As seen in Figure 5, passenger car speeds decreased with increasing overloading proportions. Compared with the situation when there was no overloaded HV, the maximum speed reduction ratio was 48.8% when the overloading proportion was 40%. Meanwhile, when the overloading proportion was higher, the duration of congestion was longer. For instance, the length of the congestion period was 19 or 23 min when the overloading proportion was 10 or 40%, respectively.
It is also noticeable in Figure 5b that the first 10% of overloaded HVs brought the most negative impacts. The maximum speed reduction was 25.3% when the overloaded proportion was 10%. However, when the overloaded proportion increased to 20%, the maximum speed reduction was 37.2%. This is less than 50.6% (i.e., the double of 25.3%), meaning that although the total impacts increased with increasing overloaded proportions, the average impact of each overloaded HV decreased. This is consistent with Highway Capacity Manual (HCM 2010) [5] that “when there are more HVs on a freeway, the HVs could form platoons and have less interaction with passenger cars”.

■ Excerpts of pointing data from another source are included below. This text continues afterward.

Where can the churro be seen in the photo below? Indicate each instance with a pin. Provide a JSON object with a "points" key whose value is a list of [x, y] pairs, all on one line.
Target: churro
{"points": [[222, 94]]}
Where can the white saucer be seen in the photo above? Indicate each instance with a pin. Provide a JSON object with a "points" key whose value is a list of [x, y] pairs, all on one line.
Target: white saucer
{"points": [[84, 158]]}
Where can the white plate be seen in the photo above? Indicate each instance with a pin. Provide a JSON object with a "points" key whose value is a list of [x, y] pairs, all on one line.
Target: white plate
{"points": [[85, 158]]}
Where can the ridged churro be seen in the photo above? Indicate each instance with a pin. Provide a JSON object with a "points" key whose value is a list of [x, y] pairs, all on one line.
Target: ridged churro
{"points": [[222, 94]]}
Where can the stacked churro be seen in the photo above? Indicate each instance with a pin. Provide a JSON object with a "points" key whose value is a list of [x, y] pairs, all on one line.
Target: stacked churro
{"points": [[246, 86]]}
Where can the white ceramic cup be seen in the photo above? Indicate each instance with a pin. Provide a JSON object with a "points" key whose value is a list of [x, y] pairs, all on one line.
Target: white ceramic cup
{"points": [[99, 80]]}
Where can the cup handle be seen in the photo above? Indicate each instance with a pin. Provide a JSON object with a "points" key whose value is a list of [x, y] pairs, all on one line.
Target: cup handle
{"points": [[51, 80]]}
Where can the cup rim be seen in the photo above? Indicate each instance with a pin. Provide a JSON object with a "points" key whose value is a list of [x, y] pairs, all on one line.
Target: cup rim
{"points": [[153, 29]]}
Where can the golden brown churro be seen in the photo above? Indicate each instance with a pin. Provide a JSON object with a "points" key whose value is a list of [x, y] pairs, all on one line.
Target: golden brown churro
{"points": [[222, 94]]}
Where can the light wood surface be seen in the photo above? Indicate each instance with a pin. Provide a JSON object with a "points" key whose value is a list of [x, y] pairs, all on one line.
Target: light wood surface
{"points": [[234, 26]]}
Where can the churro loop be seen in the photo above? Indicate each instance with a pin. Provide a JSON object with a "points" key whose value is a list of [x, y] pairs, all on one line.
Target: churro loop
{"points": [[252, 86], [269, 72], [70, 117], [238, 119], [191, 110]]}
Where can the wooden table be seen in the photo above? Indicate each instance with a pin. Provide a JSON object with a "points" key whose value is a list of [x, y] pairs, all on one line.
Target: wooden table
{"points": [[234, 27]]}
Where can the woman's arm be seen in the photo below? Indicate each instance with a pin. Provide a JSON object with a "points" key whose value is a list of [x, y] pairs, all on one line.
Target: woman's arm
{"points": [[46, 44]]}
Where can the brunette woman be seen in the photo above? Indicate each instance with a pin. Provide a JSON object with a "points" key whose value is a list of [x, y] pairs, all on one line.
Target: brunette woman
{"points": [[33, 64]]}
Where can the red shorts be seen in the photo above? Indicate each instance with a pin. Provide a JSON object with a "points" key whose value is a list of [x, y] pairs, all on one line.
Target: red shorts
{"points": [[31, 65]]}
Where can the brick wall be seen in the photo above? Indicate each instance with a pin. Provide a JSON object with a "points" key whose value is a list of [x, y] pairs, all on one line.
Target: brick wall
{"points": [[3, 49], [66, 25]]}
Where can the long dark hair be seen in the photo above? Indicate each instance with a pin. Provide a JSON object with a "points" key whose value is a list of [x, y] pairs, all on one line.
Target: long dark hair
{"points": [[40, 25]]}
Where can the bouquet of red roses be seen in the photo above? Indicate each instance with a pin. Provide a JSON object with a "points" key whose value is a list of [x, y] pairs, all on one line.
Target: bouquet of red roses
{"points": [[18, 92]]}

6.3. Scenario 2: Impact of the Overloaded HVs at Work Zones

Scenario 2 aims to represent the impact of overloaded HVs on traffic conditions around work zones. A work zone located on link 3 caused one lane closure from the 11th minute to the 15th minute, i.e., the capacity of link 3 reduced by half. The flow rates of passenger cars and HVs were both fixed throughout the entire time period at 2000 and 1000 veh/h, respectively. In this scenario, the only changing variable is the overloading proportion, and the overloading ratio is fixed as 25%. The traffic flow propagation method is discussed in Appendix B. The speed variation of PC1 is shown in Figure 6.
As seen in Figure 6a, when one lane was closed and no overloaded vehicle exists, link 3 suffered from capacity reduction and the speed of passenger cars decreased at first. Meanwhile, link 2 suffered from a lower outflow rate due to the capacity reduction of link 3. The inflow of link 4 and link 5 became smaller, therefore, their traffic conditions were better. When the closed lane on link 3 opened again at the 16th minute, the residual vehicles on link 2 entered link 3 with a larger inflow rate, so link 3 still suffered from poor traffic conditions, although its capacity recovered. These vehicles kept driving through the downstream links and led to worsen traffic conditions on link 4 and link 5 after the closed lane opened.
As seen in Figure 6b–d, the congestion became more serious when the overloading proportion increased, especially on link 2 and link 3. Compared with the situation without overloaded HVs, the lowest speed on link 2 and link 3 decreased 24.7 and 6.5%, respectively, and the low speed duration under 80 km/h on link 2 and link 3 increased 98 and 51%, respectively, when the overloading proportion was 40%. It can be found that the travel speeds of all vehicles were lower when there were more overloaded HVs. Additionally, it took more time for the overloaded HVs to drive through the work zone, and they caused a longer congestion duration. Meanwhile, there were more overloaded HVs stocked on link 2 due to the capacity reduction on link 3, when the proportion of overloaded HVs increased. This explains why link 2 suffered from the largest speed reduction.

6.4. Policy Suggestions

The results of the above two scenarios show that the congestion level becomes worse and congestion duration increases with the overloading proportions. This indicates that the existing overloaded HVs do not only cause pavement damage but also lead to low travel speed and an inferior level of service, especially when capacity drop (i.e., work zone) exists. Therefore, it is recommended that overloaded HVs should be forbidden, and the penalty of overloaded HVs should both consider pavement damage and traffic condition influences.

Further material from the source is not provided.